# ASUS sabertooth 990fx boot help!!!



## adman101

ive had my sabertooth 990fx for a while now but havent noticed the boot error until now. when i press the power button everything goes normal and the mobo goes through its check with the red LED's. but on boot device LED it stays red and the computer seems to reboot before the welcome to windows screen. this does not effect anything that i know of but it slows start-up time tremendously

any advice?????


----------



## linkin

It sounds like a classic motherboard boot-loop. Try flashing the BIOS with the latest version, or shutting the system down and pressing the "CLR CMOS" button on the I/O panel. Don't press that button while the system is on.


----------



## zer0_c00l

sometimes when it does that u will have to remove all sticks of ram but one. because of the voltage when you loop like that. then it will let you go to bios


----------



## adman101

linkin said:


> It sounds like a classic motherboard boot-loop. Try flashing the BIOS with the latest version, or shutting the system down and pressing the "CLR CMOS" button on the I/O panel.
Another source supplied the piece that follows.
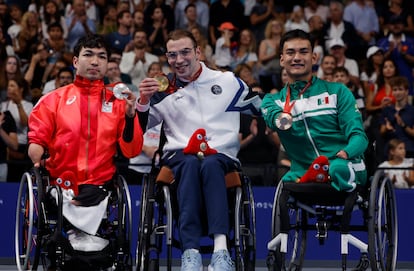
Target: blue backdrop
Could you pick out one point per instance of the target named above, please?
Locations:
(263, 200)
Don't press that button while the system is on.



thanks very much. so ive never really flashed my BIOS. downloading via ASUS update is the same right?


----------



## jamesd1981

The latest bios for your motherboard is 901, doing bios update with auto update can be riskier.

I would download the bios from the link below, put it on a totally empty usb flash drive, then boot up into the bios with the flash drive inserted, then run the asus ez flash utility and direct it to the usb stick

http://uk.asus.com/Motherboards/AMD_AM3Plus/SABERTOOTH_990FX/#download


----------